Quando questionado sobre como estava a viver este problema dos refugiados, o papa Francisco afirmou: “Vemos estes refugiados, esta pobre gente que escapa da guerra, da fome, mas essa é a ponta do icebergue. Porque debaixo dele, está a causa; e a causa é um sistema socioeconómico mau e injusto, porque dentro de um sistema económico, dentro de tudo, dentro do mundo – falando do problema ecológico-, dentro da sociedade socioeconómica, dentro da política, o centro tem de ser sempre a pessoa. E o sistema económico dominante, hoje em dia, descentrou a pessoa, colocando no centro o deus dinheiro, que é o ídolo da moda”.

E o problema estará certamente neste novo bezerro de ouro. Desde os anos 60 que o crescimento económico mundial é desigual. Além de muito poucos terem quase tudo, a verdade é que o poder está mal repartido.

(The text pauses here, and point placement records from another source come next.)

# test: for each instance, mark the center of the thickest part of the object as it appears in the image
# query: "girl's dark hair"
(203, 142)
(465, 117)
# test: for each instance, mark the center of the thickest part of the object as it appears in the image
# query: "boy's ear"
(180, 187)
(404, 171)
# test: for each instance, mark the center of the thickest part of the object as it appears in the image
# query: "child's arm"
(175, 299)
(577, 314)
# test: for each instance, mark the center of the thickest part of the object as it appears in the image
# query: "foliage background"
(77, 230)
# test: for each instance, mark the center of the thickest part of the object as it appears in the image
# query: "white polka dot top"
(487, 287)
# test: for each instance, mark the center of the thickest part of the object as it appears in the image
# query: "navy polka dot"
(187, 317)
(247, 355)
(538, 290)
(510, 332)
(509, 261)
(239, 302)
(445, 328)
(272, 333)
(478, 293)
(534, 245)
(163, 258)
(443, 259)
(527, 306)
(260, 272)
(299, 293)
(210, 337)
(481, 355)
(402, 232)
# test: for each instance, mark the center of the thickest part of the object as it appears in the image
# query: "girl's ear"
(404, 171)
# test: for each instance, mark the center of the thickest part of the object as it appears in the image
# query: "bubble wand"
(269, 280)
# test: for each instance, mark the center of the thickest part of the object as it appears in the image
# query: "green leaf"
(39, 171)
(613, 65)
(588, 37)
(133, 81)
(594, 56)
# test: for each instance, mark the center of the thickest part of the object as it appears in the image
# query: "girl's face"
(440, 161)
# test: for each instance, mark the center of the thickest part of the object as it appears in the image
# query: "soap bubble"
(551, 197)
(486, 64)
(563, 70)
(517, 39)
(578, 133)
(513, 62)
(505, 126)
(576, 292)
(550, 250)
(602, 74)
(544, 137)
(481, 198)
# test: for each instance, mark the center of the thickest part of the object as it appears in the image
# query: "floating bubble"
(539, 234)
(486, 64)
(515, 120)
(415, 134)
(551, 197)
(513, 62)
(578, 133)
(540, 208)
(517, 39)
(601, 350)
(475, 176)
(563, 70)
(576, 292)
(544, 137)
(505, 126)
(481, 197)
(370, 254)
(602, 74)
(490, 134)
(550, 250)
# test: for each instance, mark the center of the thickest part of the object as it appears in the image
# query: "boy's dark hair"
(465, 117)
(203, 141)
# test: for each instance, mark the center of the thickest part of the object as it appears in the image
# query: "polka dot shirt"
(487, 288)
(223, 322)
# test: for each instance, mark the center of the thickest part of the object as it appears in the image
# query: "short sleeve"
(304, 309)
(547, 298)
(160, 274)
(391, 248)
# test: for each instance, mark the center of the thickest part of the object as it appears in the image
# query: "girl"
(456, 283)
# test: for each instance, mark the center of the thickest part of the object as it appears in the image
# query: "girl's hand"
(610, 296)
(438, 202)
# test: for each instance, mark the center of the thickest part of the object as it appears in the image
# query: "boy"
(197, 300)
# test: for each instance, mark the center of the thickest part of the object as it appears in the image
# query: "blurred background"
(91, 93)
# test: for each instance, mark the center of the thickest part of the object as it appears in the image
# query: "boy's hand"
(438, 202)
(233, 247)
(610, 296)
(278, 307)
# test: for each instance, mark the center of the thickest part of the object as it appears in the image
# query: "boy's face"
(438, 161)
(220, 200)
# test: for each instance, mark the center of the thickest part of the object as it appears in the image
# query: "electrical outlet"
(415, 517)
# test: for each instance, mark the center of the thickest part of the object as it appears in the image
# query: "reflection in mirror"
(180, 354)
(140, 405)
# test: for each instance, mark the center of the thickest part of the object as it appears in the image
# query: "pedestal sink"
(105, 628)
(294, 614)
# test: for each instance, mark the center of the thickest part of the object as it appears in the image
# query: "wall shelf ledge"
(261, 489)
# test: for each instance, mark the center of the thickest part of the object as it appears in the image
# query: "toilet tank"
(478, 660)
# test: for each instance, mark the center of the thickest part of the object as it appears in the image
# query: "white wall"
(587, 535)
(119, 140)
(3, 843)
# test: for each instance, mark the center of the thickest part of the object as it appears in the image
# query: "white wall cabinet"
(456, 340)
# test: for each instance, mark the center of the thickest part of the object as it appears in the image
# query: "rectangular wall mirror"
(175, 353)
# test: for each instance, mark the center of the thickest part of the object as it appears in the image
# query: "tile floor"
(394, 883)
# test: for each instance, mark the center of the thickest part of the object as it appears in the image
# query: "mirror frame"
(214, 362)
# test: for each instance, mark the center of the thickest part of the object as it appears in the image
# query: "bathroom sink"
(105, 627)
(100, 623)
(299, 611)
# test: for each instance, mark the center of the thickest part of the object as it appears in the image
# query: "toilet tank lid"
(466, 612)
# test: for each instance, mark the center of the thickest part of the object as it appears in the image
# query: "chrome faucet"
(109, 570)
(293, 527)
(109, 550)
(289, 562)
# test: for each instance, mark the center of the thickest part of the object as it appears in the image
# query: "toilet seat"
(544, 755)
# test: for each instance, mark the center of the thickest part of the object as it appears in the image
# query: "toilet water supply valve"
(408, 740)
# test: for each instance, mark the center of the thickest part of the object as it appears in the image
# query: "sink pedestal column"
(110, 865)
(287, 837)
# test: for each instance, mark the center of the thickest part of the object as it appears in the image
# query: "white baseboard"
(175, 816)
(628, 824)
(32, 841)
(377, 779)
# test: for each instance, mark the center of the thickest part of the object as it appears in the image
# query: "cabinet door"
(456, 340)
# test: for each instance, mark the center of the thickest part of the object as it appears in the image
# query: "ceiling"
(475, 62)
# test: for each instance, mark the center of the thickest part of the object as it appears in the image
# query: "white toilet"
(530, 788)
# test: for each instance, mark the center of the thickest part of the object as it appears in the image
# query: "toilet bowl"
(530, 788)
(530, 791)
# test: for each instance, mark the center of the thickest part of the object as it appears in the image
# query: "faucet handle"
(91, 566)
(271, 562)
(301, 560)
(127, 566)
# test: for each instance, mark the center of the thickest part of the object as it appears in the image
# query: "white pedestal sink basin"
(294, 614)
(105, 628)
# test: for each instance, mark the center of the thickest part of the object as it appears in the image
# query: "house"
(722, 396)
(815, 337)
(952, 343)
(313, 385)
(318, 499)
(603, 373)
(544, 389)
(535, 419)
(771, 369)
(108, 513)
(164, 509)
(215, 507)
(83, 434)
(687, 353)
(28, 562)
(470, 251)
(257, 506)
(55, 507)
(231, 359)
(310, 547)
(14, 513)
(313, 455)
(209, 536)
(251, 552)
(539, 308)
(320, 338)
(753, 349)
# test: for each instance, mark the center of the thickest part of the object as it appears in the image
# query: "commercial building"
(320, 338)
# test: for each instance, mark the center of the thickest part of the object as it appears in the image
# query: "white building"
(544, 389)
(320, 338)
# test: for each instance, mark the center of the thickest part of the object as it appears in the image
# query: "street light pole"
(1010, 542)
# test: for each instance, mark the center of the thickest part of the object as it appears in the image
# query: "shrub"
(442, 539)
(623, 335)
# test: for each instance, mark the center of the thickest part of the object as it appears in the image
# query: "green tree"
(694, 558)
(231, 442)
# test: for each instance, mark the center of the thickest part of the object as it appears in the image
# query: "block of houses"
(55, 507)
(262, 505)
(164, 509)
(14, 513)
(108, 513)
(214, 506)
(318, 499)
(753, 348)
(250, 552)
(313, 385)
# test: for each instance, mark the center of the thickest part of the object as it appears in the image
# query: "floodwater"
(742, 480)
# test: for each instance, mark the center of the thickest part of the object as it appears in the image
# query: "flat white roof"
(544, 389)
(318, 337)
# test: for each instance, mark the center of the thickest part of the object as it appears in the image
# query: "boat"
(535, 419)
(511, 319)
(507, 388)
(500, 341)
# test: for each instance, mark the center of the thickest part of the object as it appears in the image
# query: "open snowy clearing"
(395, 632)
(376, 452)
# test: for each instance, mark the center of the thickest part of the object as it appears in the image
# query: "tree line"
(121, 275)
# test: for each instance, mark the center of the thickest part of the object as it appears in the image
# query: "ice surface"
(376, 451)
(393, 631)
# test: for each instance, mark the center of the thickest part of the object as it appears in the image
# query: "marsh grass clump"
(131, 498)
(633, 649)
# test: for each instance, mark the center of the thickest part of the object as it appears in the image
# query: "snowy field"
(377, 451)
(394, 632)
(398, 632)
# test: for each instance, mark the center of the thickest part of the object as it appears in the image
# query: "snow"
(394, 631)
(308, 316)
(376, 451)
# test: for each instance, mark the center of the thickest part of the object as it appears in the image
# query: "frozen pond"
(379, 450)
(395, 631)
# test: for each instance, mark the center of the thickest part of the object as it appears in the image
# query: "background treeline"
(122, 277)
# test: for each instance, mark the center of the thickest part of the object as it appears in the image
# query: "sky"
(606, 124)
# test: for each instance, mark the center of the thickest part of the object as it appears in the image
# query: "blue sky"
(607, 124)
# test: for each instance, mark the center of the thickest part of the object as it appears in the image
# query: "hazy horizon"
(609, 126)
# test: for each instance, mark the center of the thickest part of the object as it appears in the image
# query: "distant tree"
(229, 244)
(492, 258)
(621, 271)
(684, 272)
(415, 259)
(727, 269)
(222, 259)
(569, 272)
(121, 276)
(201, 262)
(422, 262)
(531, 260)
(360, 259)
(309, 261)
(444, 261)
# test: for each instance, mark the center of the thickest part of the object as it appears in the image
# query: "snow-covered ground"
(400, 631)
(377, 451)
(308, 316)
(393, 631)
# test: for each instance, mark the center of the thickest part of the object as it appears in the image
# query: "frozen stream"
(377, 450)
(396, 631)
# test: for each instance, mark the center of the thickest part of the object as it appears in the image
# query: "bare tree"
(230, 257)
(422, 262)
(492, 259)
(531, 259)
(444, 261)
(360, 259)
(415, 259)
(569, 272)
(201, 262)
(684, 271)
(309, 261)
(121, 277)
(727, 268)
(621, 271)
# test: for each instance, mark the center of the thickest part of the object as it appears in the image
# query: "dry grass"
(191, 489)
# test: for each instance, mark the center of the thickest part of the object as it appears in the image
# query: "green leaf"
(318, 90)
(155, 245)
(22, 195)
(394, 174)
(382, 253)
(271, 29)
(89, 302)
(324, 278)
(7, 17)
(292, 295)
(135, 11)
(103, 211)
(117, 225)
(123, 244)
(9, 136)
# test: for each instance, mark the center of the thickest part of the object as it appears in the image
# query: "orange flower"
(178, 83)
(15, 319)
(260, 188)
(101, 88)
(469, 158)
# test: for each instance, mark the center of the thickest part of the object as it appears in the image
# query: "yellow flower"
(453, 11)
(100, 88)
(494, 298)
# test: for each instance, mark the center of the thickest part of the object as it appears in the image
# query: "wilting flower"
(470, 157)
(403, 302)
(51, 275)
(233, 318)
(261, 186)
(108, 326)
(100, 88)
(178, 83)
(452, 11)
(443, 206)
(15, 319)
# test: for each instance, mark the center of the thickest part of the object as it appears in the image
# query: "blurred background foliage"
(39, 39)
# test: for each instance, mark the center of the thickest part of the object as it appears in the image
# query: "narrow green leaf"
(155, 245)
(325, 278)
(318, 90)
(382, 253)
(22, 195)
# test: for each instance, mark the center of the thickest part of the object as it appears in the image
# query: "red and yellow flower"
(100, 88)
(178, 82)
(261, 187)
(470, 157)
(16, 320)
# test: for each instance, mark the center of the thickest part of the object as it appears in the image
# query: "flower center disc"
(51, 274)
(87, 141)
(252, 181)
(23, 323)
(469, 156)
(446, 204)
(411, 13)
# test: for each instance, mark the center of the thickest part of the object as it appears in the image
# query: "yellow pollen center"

Paulo Auster, um dos meus escritores de cabeceira, dizia há dias numa entrevista ao Expresso, a pretexto do lançamento do seu novo livro que a América- e o mundo- atravessam um momento de horror, resultante de uma sociedade fraturada, que está a gerar o caos porque, particularmente os Estados Unidos estão a ser governados “por incompetentes , que não sabem o que estão a fazer. Andam a criar problemas que não estão preparados para enfrentar. E, para dizer a verdade, não sei onde isto irá parar”. E o maior drama, alertava o escritor, é  que “ainda há um grande número de pessoas que gostam de Trump”.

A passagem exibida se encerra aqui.